In real life, all four representatives from Connecticut voted Yea—including one representative who left his ailing wife’s bedside to do so. It’s inspiring stuff, but it did not find its way into Tony Kushner’s script, and Courtney is hopping mad, declaring that “The state’s good name, I personally feel, was tarnished a bit.” Them is fighting words, Congressman, and today, Kushner fired back.
In a blistering response, Kushner demonstrated why it’s a bad idea to get into a war of words with a man who makes words for a living. The changes were made knowingly, he said, “to clarify to the audience the historical reality that the Thirteenth Amendment passed by a very narrow margin.” In an attempt to avoid tarnishing anybody, the congressman whose votes were changed were given fake names, Dragnet-style. He continues:
“I hope nobody is shocked to learn that I also made up dialogue and imagined encounters and invented characters.”

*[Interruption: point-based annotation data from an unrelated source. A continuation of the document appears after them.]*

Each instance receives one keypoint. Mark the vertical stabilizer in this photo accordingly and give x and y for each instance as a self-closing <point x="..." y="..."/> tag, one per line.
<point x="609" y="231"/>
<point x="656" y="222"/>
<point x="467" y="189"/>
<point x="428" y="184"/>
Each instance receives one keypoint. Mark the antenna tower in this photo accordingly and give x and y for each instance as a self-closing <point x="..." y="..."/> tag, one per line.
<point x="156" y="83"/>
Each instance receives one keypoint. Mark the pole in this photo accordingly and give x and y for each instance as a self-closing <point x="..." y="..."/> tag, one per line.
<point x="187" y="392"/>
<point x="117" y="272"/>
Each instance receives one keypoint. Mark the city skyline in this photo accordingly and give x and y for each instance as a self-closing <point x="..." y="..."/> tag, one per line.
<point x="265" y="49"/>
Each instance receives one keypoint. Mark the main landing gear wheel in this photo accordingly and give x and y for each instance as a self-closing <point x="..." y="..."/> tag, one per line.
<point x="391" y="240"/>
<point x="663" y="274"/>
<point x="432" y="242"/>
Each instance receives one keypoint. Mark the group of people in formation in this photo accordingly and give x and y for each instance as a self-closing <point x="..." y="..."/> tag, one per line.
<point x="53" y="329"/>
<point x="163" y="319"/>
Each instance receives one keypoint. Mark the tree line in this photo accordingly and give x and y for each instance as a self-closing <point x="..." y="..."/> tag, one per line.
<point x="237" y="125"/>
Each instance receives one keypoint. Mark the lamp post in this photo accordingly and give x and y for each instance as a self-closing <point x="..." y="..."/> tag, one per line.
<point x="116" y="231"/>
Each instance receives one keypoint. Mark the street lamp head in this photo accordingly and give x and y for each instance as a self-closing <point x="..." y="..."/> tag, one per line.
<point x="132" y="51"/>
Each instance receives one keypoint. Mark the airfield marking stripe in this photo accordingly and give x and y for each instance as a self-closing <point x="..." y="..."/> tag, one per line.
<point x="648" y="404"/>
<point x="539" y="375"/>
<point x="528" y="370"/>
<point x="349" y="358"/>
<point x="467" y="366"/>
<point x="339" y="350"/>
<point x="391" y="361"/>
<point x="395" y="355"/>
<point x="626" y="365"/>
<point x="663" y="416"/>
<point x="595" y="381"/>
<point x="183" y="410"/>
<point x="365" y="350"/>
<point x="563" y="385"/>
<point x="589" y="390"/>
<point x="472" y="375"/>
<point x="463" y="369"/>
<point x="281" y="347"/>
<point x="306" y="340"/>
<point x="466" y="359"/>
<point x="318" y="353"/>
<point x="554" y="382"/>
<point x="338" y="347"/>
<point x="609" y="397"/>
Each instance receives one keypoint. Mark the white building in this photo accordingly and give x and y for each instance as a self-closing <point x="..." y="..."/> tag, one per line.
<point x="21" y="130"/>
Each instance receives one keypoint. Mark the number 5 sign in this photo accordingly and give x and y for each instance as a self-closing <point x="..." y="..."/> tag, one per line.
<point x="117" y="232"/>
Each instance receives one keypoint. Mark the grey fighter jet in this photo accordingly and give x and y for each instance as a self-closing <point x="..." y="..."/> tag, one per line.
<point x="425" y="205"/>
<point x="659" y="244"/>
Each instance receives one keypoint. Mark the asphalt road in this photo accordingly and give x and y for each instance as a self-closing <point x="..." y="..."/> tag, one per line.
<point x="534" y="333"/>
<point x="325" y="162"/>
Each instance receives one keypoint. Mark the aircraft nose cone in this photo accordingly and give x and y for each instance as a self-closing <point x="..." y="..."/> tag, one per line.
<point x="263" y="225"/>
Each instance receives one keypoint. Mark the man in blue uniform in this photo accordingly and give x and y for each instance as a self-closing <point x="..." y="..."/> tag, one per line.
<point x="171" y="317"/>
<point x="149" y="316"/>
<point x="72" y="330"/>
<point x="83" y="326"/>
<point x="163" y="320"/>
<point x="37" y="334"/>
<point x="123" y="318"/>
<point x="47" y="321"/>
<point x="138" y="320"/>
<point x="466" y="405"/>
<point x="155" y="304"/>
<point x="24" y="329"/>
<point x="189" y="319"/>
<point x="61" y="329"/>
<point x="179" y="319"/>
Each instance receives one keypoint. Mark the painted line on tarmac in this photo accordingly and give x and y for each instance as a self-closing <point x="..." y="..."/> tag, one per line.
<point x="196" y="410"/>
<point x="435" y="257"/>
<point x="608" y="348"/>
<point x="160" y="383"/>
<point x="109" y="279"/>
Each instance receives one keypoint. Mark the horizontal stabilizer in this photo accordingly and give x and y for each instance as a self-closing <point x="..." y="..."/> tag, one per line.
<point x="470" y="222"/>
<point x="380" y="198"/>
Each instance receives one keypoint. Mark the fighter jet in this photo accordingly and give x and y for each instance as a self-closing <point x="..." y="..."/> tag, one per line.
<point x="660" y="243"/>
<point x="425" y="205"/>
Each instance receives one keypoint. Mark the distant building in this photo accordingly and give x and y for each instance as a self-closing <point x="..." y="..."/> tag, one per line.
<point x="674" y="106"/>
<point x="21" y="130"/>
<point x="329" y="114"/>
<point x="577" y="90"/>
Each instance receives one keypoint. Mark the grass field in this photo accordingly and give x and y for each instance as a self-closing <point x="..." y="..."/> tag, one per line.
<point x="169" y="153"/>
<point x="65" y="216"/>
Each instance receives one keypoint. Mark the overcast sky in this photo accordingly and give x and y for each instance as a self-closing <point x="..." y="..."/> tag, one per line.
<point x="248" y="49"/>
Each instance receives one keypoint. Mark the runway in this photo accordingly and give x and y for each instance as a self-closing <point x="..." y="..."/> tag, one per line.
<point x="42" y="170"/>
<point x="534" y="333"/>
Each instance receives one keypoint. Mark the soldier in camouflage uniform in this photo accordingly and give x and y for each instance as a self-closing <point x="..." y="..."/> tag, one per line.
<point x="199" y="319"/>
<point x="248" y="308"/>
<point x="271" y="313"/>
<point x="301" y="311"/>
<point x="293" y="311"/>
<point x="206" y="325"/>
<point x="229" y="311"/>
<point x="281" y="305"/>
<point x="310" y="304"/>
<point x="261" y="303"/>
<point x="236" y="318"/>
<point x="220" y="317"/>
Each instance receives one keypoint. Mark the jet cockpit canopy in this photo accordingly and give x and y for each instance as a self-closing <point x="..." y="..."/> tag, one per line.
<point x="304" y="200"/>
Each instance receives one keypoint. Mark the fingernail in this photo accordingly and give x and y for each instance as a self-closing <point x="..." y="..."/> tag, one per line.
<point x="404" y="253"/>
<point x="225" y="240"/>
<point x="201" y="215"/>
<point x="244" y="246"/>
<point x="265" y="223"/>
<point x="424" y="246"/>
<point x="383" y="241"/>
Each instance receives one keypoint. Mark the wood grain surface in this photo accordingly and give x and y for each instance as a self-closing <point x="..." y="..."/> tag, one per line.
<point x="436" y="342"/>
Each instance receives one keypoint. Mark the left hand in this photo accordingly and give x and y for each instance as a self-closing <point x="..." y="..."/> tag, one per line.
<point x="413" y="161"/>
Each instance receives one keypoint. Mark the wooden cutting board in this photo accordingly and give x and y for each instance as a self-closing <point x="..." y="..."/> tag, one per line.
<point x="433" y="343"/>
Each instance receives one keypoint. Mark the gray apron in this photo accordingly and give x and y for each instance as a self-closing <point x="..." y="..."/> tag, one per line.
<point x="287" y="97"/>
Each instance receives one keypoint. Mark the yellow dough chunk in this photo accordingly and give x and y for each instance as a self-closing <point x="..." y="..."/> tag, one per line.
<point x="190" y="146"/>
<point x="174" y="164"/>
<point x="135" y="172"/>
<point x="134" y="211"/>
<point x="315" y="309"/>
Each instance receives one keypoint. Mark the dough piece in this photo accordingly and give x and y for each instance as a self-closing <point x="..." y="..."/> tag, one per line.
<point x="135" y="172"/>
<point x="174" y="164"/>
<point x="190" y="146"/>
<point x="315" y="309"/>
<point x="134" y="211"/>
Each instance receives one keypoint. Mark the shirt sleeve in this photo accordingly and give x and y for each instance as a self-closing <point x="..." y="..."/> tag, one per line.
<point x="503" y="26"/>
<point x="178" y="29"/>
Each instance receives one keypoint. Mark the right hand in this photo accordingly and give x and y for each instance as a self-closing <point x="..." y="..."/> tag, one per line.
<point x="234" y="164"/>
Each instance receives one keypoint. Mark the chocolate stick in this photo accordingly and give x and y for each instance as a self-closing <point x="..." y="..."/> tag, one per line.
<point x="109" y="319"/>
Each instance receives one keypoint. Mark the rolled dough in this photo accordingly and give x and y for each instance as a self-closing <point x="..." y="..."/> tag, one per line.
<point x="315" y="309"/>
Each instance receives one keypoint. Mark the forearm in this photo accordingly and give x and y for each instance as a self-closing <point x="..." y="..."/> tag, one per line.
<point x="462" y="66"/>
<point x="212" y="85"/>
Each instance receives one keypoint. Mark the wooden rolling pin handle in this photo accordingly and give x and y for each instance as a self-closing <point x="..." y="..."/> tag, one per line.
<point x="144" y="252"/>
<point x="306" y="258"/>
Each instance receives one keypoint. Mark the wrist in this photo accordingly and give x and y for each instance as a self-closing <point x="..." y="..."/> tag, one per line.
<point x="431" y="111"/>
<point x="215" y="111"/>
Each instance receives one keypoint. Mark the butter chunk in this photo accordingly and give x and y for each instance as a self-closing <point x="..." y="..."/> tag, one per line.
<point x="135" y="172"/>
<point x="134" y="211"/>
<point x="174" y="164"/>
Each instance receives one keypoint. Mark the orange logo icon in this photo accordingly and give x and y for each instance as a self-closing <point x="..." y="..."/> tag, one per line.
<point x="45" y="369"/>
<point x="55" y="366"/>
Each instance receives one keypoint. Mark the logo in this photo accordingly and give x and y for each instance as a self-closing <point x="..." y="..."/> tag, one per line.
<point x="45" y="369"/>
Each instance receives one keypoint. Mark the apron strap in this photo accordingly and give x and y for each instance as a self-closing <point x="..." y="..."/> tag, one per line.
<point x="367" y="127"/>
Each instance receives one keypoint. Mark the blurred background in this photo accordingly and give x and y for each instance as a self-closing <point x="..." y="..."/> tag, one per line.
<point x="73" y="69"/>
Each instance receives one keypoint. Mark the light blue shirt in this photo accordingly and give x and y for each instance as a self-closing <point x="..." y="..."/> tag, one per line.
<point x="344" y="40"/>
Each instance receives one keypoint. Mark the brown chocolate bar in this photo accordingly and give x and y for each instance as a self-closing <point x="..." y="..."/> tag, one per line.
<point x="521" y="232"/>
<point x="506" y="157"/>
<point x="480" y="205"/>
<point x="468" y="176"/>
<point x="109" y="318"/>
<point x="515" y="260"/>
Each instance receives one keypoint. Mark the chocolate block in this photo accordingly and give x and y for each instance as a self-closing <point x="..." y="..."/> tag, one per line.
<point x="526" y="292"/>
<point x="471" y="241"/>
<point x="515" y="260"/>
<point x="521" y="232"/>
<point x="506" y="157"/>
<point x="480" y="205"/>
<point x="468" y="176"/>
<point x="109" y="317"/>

Courtney’s public complaining is very likely simply a plea for attention—something congressman love all too well. His demand that the scene be altered for the DVD release will, of course, be ignored. Thankfully, Hollywood doesn’t give a damn what Congress thinks, or every movie would be as patriotically stultifying as The Alamo. But is Courtney right to demand this sort of accuracy?
It’s silly to demand accuracy in film. The IMDB comments section for your average historical drama is populated by whinging history buffs who don’t understand that movies are not supposed to be textbooks. Anything that must be sacrificed for the sake of the story should be sacrificed. When I first heard of Courtney’s ire, I was naturally sympathetic. It seems like such an easy thing to get right, and Lincoln’s grotesque run time turned me against the movie long ago. But Kushner has a way with words, and he talked me into it. If he changed those votes on purpose, then he had a good reason. The historical record is meaningless. Storytelling is king.